The second location for the main War Graves Week events this week takes us into the South Region and to the Runnymede Air Forces Memorial. The two Public Engagement Coordinators for the Commission who cover the South East of England are Sarah Nathaniel and Will Reid.
Sarah is the Public Engagement Coordinator for the South East, which covers the counties of Kent and Sussex. Her interest in the CWGC began in 2004, when she first visited the battlefields and cemeteries of the Western Front. The trip had a profound emotional impact upon herself and the group of young people she was visiting with, which encouraged her passion to ensure that the stories of those the CWGC commemorates are never forgotten. She was also lucky enough to meet one of the last surviving veterans of the First World War, Henry Allingham, which was an experience she describes as being “one I will never forget.
Will is the Public Engagement Coordinator for the South Region, which covers the counties of Berkshire, Buckinghamshire, Hampshire, Isle of Wight, Oxfordshire and Surrey. He has always been fascinated by modern conflict history, which influenced him to study a degree in Archaeology and to become involved in several projects investigating battlefields and aircraft crash sites.

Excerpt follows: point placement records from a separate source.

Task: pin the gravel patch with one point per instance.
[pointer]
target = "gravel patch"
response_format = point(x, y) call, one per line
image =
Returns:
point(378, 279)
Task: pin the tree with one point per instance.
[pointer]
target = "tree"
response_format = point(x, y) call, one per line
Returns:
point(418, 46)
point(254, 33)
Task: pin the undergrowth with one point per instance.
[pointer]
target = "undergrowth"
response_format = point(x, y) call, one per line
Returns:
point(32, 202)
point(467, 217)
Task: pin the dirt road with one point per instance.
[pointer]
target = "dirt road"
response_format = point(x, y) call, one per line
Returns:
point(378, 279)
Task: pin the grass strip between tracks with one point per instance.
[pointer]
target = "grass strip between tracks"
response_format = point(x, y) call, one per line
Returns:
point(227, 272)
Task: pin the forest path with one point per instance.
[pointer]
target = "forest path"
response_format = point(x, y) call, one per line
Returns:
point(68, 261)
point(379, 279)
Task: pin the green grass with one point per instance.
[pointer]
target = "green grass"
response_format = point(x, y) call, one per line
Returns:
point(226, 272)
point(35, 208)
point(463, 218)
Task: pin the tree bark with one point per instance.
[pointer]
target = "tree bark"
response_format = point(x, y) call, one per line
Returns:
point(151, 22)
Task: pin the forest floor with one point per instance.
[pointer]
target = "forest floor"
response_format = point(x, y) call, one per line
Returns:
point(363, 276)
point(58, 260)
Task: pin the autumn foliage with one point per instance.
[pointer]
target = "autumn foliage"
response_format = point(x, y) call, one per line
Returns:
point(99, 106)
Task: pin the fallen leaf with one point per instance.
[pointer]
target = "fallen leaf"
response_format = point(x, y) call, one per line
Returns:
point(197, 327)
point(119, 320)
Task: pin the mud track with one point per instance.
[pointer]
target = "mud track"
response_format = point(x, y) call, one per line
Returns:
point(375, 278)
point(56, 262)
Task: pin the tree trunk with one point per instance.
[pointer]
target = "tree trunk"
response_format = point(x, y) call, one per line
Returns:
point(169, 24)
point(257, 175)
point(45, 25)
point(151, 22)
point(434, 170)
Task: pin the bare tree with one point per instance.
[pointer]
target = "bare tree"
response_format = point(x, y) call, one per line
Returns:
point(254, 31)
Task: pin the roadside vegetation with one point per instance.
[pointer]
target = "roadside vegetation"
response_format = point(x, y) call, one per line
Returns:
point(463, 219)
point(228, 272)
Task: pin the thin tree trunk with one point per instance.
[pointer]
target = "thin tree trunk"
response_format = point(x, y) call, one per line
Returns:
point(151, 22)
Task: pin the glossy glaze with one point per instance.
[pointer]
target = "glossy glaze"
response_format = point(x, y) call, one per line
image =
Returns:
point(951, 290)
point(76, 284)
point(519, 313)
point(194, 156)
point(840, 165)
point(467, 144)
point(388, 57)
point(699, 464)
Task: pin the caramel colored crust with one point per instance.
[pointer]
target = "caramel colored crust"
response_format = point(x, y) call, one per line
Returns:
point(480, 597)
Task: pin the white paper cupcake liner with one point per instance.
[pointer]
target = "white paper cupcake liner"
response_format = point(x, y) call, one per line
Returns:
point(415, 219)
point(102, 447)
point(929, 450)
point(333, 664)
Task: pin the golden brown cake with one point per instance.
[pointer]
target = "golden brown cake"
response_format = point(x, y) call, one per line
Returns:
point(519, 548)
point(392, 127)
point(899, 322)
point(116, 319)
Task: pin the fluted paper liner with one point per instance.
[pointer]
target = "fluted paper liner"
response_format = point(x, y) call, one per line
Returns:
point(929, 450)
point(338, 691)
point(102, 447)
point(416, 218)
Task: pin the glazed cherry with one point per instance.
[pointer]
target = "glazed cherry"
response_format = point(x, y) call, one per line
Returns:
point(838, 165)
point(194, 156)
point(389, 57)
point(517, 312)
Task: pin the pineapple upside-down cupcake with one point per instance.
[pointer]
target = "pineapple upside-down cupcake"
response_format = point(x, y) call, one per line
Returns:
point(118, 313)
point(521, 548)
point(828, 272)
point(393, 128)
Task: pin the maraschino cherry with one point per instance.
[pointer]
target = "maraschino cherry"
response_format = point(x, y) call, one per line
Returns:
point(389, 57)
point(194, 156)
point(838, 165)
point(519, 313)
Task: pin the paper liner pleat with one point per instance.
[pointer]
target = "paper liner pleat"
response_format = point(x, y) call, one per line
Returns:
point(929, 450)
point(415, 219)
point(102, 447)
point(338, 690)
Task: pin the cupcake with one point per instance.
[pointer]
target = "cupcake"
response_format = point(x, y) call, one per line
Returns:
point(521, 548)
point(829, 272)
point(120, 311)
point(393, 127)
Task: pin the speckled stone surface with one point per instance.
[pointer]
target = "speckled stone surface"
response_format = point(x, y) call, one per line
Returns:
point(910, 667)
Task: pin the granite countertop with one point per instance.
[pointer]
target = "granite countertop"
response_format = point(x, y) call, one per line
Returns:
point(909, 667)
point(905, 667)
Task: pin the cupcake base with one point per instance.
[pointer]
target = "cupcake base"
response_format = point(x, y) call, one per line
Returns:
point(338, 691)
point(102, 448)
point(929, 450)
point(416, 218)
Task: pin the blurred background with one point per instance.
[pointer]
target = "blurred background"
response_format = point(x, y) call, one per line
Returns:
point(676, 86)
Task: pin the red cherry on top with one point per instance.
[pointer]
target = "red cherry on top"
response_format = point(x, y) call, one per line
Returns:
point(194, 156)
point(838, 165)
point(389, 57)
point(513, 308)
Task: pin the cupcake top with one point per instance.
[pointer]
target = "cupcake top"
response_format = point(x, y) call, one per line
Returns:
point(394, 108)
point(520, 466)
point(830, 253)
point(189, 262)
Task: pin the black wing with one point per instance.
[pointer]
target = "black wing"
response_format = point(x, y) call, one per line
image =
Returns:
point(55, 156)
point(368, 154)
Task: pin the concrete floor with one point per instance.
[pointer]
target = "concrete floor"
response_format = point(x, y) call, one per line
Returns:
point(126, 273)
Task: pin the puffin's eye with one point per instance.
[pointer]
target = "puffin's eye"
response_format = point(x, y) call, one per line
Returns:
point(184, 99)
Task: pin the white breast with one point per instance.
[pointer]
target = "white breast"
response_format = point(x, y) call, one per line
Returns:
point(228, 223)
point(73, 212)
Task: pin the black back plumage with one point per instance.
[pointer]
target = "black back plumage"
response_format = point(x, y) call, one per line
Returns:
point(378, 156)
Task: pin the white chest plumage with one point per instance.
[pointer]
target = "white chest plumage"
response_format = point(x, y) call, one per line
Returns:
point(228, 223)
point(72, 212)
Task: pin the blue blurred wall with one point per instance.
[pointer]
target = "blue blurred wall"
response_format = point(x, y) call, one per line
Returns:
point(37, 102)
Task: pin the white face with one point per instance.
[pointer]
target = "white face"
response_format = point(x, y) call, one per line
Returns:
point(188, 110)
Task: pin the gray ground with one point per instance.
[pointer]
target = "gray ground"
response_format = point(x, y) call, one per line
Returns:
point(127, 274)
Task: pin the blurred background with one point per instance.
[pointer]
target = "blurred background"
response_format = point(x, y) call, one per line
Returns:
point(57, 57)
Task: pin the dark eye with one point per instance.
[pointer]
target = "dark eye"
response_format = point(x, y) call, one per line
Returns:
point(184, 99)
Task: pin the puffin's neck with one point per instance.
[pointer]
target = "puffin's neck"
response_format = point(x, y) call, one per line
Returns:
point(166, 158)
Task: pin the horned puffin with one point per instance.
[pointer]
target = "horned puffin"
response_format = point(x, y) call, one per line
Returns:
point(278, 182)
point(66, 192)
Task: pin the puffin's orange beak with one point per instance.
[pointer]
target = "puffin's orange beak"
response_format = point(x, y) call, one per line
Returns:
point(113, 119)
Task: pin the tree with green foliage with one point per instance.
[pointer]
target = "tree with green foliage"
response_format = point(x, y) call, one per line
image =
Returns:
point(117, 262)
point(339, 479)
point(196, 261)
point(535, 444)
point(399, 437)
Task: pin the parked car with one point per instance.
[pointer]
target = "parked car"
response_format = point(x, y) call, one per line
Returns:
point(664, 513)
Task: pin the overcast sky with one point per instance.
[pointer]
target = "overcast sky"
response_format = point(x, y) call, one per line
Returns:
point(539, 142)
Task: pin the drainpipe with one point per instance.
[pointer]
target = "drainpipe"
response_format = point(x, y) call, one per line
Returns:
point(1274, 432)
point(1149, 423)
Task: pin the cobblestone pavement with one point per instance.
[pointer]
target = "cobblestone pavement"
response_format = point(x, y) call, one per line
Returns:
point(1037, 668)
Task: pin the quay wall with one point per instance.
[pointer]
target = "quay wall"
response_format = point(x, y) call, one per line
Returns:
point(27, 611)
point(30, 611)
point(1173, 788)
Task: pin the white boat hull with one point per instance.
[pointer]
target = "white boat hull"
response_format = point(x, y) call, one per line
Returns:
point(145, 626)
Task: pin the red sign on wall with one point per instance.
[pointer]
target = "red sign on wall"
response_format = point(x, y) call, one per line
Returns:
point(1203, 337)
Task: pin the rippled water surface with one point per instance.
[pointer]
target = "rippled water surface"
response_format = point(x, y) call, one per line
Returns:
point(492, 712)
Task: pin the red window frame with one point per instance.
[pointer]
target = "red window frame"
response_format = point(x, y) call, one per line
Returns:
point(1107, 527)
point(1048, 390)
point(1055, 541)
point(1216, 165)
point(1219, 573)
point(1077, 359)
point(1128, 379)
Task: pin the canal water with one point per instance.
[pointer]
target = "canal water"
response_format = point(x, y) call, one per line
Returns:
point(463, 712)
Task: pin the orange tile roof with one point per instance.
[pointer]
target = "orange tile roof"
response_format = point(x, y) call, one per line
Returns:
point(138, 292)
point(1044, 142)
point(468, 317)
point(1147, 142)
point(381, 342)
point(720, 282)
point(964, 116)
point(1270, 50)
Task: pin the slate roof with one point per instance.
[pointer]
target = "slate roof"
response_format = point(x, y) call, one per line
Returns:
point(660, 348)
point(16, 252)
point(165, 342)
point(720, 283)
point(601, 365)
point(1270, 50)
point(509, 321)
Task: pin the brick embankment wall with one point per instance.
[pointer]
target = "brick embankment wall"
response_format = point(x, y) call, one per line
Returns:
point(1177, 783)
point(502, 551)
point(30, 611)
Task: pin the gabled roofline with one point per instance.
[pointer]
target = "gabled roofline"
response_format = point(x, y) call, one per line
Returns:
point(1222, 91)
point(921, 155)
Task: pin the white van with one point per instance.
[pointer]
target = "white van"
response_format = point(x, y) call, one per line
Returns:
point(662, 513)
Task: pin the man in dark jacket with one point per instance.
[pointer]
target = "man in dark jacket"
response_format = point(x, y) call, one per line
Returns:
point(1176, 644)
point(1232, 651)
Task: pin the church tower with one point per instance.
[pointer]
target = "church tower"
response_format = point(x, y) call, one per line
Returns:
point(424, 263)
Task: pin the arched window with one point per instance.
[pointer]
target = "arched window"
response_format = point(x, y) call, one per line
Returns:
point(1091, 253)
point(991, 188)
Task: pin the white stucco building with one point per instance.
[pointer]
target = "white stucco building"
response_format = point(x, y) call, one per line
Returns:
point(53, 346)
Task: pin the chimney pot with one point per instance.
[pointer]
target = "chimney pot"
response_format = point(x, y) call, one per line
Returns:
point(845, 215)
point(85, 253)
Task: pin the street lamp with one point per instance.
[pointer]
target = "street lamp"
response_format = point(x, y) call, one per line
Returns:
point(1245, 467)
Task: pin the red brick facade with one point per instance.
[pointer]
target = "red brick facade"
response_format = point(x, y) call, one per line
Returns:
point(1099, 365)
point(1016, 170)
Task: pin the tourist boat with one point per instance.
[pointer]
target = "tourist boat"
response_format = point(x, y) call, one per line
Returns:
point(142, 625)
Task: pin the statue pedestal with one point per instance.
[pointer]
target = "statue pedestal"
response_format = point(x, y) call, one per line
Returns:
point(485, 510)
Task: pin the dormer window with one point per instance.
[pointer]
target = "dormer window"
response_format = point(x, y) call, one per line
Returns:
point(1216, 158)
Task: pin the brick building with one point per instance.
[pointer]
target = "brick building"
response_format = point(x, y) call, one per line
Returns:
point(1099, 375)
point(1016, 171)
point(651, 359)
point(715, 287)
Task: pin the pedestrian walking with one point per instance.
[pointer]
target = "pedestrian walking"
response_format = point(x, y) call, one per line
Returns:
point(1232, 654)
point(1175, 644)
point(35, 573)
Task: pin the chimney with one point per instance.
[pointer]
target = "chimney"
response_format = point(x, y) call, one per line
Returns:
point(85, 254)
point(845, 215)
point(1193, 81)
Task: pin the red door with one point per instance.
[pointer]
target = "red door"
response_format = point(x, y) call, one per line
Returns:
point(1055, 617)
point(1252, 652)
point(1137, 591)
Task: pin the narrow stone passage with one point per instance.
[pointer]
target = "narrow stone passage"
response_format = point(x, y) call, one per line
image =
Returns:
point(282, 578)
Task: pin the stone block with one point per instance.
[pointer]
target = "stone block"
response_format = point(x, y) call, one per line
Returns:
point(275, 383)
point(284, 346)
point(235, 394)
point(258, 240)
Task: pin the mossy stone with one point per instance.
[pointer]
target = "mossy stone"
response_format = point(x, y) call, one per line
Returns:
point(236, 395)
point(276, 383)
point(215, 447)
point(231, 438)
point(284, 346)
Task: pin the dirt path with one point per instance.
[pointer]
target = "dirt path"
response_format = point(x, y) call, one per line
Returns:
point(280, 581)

In April 2019, Will began his career with the Commission by working as a Commonwealth War Graves Foundation Intern at the Thiepval Memorial in France. Reflecting on his time as an Intern, Will says that “some of my fondest memories of the experience are of helping visitors discover the relatives they never knew they had. The moment they made this realisation was always incredibly profound and moving, and is a feeling I will never forget.”
Runnymede Air Forces Memorial: Noor Inayat-Khan & Amy Johnston
The Runnymede Air Forces Memorial stands upon the crest of Coopers Hill, overlooking the river Thames and the field of Runnymede. A place twice hallowed, once by the spirit of English liberty in 1215 when King John affixed his seal to the Magna Carta and once by the shared sacrifice remembered here, there are over 20,000 Commonwealth air force servicemen and women who gave their lives during the Second World War remembered here.
The site was unveiled by Her Majesty, Queen Elizabeth II, on 17th October 1953 and was designed by Sir Edward Maufe, the Commission’s Principal Architect for the United Kingdom after the Second World War. Sir Maufe’s aim was to create an atmosphere of quiet and intimacy for those visitors who come to remember the missing.
Among those remembered here are Section Officer Noor Inayat-Khan GC MiD and First Officer Amy Johnson CBE. To learn more about Noor’s story, the CWGC launched a digital exhibition last year to tell the story of her life and the work she did in the SOE.
Amy Johnson is probably best remembered as the first woman to fly solo from London to Australia in 1930. Born in Kingston upon Hull in Yorkshire in 1903, she set many long-distance flying records in the 1930s, when she flew solo or with her husband Jim Mollison. During the Second World War, she flew as part of the Air Transport Auxiliary. She disappeared during a ferry flight along the Thames Estuary, near Herne Bay in Kent, in January 1941.